SAN ANTONIO – Whether it’s a hurricane, infectious disease, or a mass shooting, every city has to have a plan in place. So where does San Antonio stand when it comes to its preparedness?

San Antonio City Councilman Manny Pelaez recently returned to the Alamo City from a trip to Washington D.C. where, among several meetings, he spoke with FEMA and the Centers for Disease Control.

“What if the coronavirus gets out? Well, we’re ready for that,” Pelaez said.

Many local leaders and residents are frustrated and confused as to why evacuees from overseas are quarantined in San Antonio. The councilman said it actually makes perfect sense.

“The coronavirus phenomenon that’s happening in San Antonio right now is a perfect example of how it works. And it’s working. We have a very quick deployment and response with all of the teams across the sectors,” Pelaez said.

Pelaez said this is what San Antonio does. The city has all the elements in place, including the proper infrastructure necessary for medical and military mechanisms. The Alamo City also has things that other cities don’t have.

“You should know that cities all over the world come to San Antonio to study us and to make sure that they are doing things the San Antonio way,” Pelaez said.

San Antonio image.
San Antonio image. (KSAT)

Coronavirus is a crucial talking point because of what is happening right now, but there are other possible disasters. The city works with FEMA and the federal government to make sure San Antonio is as prepared as possible.

“We spend millions of dollars and thousands of hours every single year beefing up and hardening all of our response protocols. The infrastructure is in place, and we are making sure that we’ve got the right team of people in place. So name your disaster. Chances are we’ve thought of it,” Pelaez said.

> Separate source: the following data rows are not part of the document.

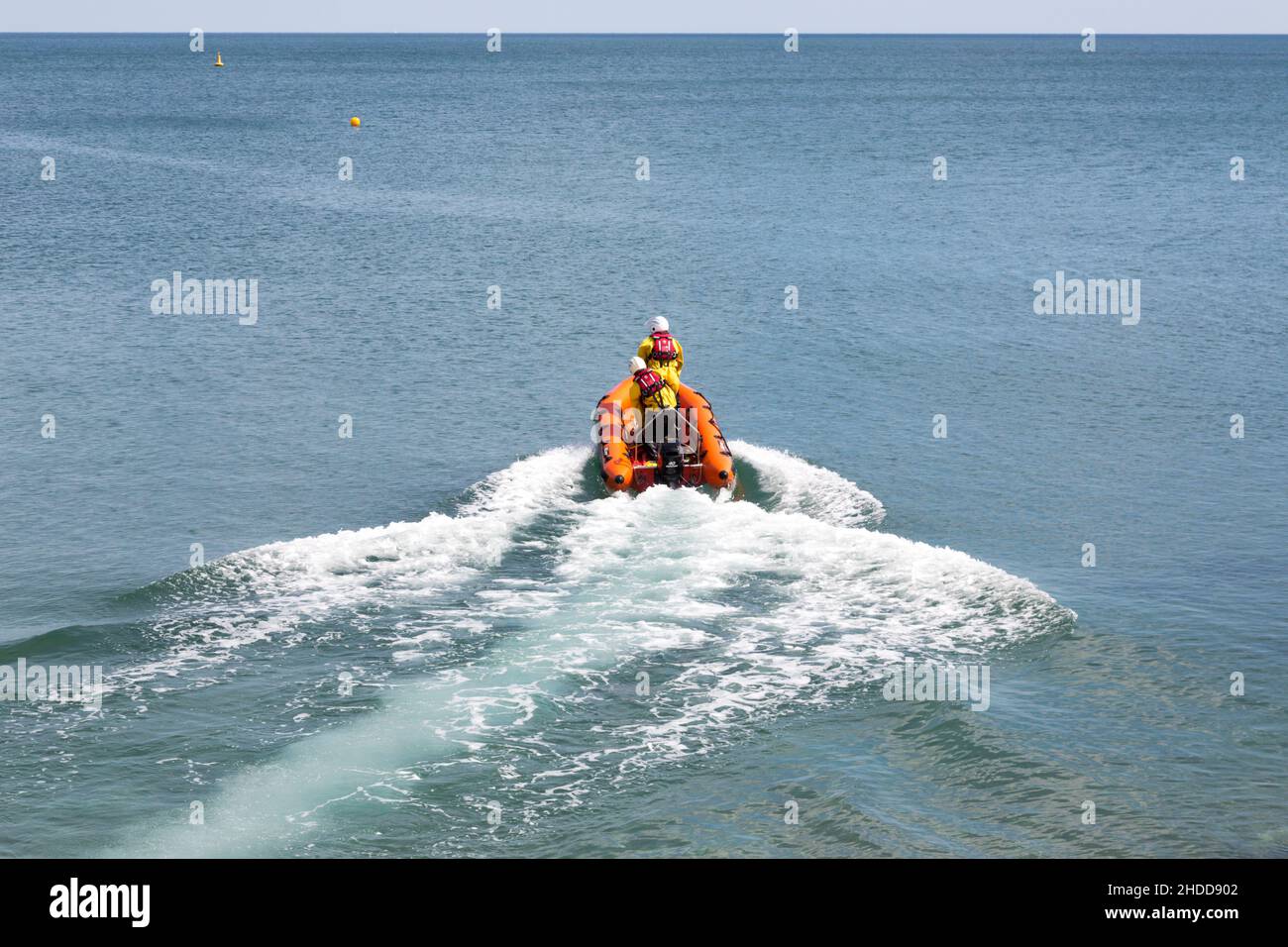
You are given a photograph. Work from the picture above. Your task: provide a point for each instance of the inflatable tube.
(614, 455)
(716, 457)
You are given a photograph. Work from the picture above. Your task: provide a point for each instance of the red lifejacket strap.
(664, 347)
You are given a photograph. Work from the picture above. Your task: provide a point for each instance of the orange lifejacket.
(664, 347)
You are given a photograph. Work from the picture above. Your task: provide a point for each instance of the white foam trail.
(282, 585)
(799, 486)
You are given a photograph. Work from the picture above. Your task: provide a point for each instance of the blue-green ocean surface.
(438, 637)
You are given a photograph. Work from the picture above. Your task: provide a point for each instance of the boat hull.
(626, 463)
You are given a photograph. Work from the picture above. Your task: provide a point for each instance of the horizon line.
(542, 33)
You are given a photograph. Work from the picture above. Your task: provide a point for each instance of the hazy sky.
(649, 16)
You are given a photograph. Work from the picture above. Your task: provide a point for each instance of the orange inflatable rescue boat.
(682, 447)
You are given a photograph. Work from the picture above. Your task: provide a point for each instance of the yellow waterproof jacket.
(660, 399)
(668, 369)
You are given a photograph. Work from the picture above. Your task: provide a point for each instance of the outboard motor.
(670, 464)
(662, 434)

Since San Antonio is Military City USA, the city conducts important federal operations that may be considered higher up on the list of priorities.

“We’ve been working with partners at both of those levels to make sure that, you know, San Antonio is high on their list of priorities, to make sure that all of the resources we have here are protected,” Pelaez said.

1/3 of San Antonio’s budget is fire and police, with much of it in disaster preparedness. Along with that, the budget funds Metro Health. The city also coordinates very closely with University Hospital, the county, and the state.

When it comes to emergency preparedness, the city councilman said we are in a good spot. When situations do arise, getting accurate information is a top priority.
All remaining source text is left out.